Der Stabschef des ukrainischen Präsidialamtes, Andrij Jermak, hatte am Dienstag erklärt, ukrainische Streitkräfte hätten „am linken Ufer des Dnipro Fuß gefasst“. Bei einer Rede in Washington bestätigte er die Bildung eines Brückenkopfes, ohne Einzelheiten zu nennen. Ziel sei es auch hier, dichter an die von Russland annektierte Halbinsel Krim heranzukommen. Nach Analysen westlicher Beobachter haben die Ukrainer in den vergangenen Tagen ihre Präsenz bei Krynki ausgeweitet und auch leichte Panzertechnik nach dort gebracht. Russische Militärblogger beklagen, dass russische Truppen dort unter Feuer gerieten und die Initiative bei den Ukrainern liege.
Der breite Dnipro stellt seit einem Jahr die Frontlinie zwischen den ukrainischen und russischen Streitkräften im Süden der Ukraine dar. Das Westufer wird von der Ukraine gehalten, während Russland das gegenüberliegende Ufer kontrolliert. Ukrainische Soldaten hatten mehrfach versucht, den Fluss zu überqueren, um die russischen Truppen zurückzudrängen.
Tote und Verletzte durch russische Raketentreffer
Durch russischen Beschuss sind im Süden und Osten der Ukraine offiziellen Angaben zufolge mindestens fünf Zivilisten getötet und 17 verletzt worden. In der umkämpften Region Saporischschja starben nach Angaben des Zivilschutzes mindestens drei Männer nach mehreren Einschlägen russischer Raketen. Zwei der Toten seien Rettungskräfte gewesen. Sie hatten Aufräumarbeiten nach den ersten Einschlägen durchgeführt. 14 Menschen seien verletzt worden.

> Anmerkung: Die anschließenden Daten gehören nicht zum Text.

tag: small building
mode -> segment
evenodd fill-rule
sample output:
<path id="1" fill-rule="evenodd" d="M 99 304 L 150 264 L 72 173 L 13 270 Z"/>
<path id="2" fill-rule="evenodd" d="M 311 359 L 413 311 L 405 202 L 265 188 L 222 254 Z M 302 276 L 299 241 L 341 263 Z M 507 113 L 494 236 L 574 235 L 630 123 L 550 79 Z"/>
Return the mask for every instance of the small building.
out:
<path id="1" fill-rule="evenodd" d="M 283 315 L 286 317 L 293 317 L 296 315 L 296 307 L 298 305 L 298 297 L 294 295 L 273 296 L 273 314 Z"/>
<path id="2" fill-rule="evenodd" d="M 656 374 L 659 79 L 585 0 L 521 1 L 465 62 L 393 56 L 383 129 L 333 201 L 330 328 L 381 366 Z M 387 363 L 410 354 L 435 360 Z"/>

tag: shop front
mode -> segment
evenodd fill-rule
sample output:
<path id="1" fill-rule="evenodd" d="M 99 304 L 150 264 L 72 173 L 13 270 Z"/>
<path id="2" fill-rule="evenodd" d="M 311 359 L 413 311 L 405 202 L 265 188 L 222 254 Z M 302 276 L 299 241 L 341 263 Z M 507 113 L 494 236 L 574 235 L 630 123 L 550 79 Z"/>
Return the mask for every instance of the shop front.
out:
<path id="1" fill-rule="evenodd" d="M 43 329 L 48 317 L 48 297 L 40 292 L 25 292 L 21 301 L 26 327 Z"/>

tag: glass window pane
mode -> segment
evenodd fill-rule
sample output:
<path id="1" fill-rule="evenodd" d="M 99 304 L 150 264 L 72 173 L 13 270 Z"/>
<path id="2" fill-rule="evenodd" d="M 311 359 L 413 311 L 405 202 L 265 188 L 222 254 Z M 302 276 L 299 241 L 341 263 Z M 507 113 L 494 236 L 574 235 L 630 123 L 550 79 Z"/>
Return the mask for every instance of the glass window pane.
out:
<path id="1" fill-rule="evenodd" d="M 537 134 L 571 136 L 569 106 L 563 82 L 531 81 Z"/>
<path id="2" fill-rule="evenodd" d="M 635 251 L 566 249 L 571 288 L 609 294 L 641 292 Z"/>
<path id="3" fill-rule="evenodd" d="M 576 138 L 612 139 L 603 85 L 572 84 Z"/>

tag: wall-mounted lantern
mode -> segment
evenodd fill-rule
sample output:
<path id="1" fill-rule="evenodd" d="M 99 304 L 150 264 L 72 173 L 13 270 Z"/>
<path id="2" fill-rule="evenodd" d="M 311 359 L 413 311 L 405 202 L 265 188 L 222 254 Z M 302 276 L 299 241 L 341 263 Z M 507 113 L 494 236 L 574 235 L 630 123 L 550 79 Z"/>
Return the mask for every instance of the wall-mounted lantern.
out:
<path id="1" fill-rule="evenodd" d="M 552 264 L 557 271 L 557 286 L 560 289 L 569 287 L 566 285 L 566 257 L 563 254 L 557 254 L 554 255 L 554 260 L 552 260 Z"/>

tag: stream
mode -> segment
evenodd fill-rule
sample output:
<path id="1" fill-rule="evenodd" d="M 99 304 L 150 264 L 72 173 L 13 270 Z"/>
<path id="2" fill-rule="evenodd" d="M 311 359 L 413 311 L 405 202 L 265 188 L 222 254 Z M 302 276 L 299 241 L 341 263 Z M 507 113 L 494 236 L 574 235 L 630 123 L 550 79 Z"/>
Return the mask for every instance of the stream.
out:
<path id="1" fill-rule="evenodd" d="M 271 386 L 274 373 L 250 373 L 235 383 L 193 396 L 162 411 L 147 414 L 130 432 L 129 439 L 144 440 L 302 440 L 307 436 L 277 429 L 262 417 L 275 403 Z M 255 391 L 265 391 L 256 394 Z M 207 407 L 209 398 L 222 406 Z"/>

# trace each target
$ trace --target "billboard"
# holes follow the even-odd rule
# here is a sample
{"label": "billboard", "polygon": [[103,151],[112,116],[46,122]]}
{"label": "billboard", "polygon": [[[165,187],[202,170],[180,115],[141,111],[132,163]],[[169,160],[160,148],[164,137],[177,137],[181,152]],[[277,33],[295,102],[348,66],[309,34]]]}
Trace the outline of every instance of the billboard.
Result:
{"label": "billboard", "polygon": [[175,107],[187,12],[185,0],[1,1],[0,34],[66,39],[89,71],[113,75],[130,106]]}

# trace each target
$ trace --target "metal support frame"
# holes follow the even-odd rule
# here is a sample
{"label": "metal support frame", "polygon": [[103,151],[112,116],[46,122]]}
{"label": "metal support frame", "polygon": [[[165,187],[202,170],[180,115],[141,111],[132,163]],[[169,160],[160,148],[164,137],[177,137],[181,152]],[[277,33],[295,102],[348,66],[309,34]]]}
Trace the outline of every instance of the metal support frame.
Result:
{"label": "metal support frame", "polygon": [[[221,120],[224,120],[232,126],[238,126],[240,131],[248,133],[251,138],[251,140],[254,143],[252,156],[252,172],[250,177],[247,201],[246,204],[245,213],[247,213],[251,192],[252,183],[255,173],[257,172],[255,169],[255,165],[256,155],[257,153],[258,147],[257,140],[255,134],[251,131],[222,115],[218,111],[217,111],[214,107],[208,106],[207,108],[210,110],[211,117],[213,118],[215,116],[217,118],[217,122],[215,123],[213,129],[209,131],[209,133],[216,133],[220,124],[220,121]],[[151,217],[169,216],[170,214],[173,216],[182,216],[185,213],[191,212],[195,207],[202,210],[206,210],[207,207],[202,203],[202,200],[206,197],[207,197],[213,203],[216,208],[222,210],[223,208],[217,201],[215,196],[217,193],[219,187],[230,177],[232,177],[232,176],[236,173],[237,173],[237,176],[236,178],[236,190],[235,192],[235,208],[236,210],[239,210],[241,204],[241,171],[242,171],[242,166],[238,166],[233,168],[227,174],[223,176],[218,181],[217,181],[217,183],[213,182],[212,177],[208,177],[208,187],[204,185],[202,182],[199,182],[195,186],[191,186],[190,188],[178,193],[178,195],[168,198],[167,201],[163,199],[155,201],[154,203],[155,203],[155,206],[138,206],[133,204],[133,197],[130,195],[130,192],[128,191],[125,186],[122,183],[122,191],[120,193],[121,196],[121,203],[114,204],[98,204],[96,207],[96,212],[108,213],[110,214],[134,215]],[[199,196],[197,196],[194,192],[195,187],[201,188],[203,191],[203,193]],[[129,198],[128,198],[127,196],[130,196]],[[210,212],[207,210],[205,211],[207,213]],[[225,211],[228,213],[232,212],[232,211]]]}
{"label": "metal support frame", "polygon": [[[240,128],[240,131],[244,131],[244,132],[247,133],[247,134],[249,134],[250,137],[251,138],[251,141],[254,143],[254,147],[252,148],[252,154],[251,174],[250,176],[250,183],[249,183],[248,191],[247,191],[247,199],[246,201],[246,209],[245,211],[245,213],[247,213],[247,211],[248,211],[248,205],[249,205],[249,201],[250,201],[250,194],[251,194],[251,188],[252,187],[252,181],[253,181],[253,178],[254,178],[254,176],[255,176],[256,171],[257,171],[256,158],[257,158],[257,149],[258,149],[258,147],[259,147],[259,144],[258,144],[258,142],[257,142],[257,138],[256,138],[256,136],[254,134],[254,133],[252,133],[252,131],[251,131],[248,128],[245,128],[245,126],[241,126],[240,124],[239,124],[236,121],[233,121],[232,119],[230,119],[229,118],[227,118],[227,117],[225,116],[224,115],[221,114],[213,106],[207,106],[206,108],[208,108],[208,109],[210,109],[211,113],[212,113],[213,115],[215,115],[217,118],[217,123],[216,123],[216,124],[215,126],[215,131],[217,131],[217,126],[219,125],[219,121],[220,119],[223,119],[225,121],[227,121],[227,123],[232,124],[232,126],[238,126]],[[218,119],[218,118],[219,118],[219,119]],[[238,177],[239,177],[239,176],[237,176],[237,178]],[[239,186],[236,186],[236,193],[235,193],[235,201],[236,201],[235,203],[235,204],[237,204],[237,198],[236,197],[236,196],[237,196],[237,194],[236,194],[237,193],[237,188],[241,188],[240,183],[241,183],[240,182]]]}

Ukraine-Krieg: Versprochene Munition fehlt zum Teil
In der ostukrainischen Stadt Selydowe im Gebiet Donezk wurde den Behörden zufolge ein mehrstöckiges Wohnhaus von einer russischen Rakete getroffen. Zwei Menschen – darunter eine 85 Jahre alte Frau – wurden demnach getötet, drei Menschen verletzt. Polizeiangaben zufolge schlugen in Selydowe im Morgengrauen insgesamt vier Raketen vom Typ S-300 ein und beschädigten 26 Häuser. Zwei Tote wurden bisher bestätigt. Rettungskräfte gehen von mindestens zwei weiteren Verschütteten aus.
Steinmeier: Deutschland wird die Ukraine nicht vergessen
Bundespräsident Frank-Walter Steinmeier hat davor gewarnt, dass der Krieg in der Ukraine aus dem Fokus der Öffentlichkeit gerät. „Die Ukraine braucht unsere Unterstützung umso mehr, als nun auch im Nahen Osten Krieg herrscht und der in der Ukraine nicht mehr die Aufmerksamkeit erhält, die er so dringend braucht. Putins Kalkül ist: Die Welt soll die Ukraine vergessen“, sagte Steinmeier auf der deutsch-ukrainischen kommunalen Partnerschaftskonferenz am Mittwoch in Leipzig. Diesen Gefallen dürfe und werde Deutschland dem russischen Präsidenten nicht tun. „Wir werden uns an Russlands rechtswidrigen und menschenverachtenden Angriffskrieg nicht gewöhnen“, sagte Steinmeier.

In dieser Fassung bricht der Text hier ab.